Никита согласно кивнул, но добавил: «Леша, ты учти – в монастыре житье не мед: спать будешь не больше пяти часов, на службе каждый день по нескольку часов надо отстоять, а все оставшееся время работать: хозяйство там – будь здоров…»
Но Леша уже накидывал на плечи рюкзак, который, видимо, прошел с ним все Севера – от него явственно пахнуло туманом и запахом тайги: «Браток, сейчас станция будет, прости, если чем обидел, а тебе дай Бог всего хорошего». Никита проводил его до двери: «Смотри, батюшка строгий, если что не так, то говорит: жалко, мне сан не позволяет, а то бы я вас поучил уму разуму…» Уже с перрона Леша крикнул в ответ: «Такого я бы с собой на зимовку взял».
Никита снова уселся на свое место и неожиданно почувствовал в душе такое же ощущение легкости и чистоты, какое бывает после причастия. «Как это все вышло!
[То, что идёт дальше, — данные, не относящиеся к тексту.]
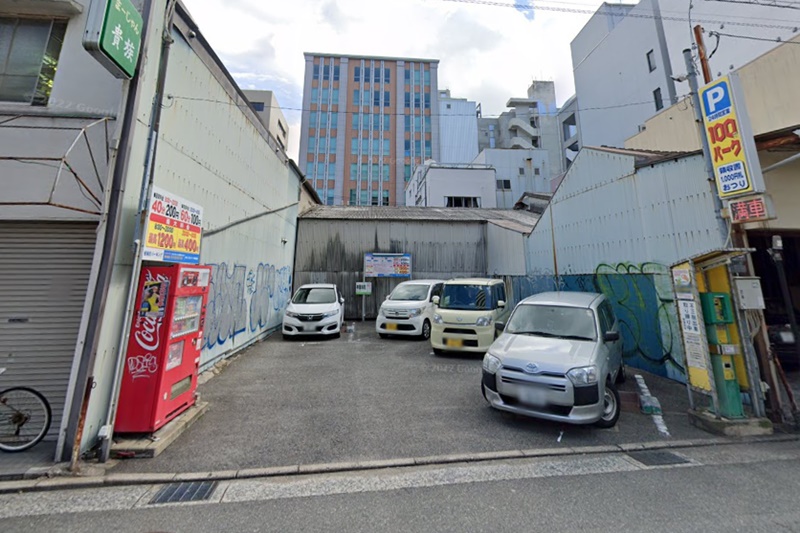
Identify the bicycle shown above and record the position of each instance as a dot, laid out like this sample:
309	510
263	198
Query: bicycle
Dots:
25	418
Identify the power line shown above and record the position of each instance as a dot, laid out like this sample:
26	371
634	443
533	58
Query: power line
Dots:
604	11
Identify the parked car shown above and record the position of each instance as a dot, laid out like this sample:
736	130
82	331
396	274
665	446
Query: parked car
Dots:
465	314
315	309
408	310
558	358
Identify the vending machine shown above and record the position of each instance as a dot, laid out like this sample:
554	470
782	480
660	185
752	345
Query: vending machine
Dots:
161	364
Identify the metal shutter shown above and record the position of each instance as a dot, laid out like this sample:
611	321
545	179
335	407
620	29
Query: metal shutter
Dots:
44	273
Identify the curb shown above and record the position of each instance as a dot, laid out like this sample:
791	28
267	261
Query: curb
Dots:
118	480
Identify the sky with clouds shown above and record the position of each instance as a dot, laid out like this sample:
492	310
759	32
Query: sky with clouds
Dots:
487	53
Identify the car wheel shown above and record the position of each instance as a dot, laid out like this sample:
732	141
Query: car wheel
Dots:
426	330
621	377
611	407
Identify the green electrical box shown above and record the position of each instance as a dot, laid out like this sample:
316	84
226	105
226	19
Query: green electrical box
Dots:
730	401
717	308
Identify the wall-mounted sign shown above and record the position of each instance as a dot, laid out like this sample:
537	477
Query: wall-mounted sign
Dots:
378	265
113	35
751	209
174	229
730	138
363	288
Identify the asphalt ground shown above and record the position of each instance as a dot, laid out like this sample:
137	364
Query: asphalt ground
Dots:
362	398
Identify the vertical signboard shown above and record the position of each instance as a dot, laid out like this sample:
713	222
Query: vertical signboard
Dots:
174	229
730	138
113	35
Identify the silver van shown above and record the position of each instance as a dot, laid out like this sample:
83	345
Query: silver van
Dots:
558	358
Как в сказке! Некоторым годами твердишь одно и то же, и все как об стенку горох. А тут и убеждать не пришлось. И опять благодаря батюшке: научился по его совету не лезть к людям с поучениями, и вон что вышло – взял человек и будто бы сам все понял и пропел: “Слава Тебе, Господи, слава Тебе…”» Даже не верилось, что это было на самом деле. Словно во сне приснилось.
А дальше что будет, Никита уже знал: даром такие возвращения в монастырь не проходят. Что бы потом ни случилось – другая зимовка у Леши началась.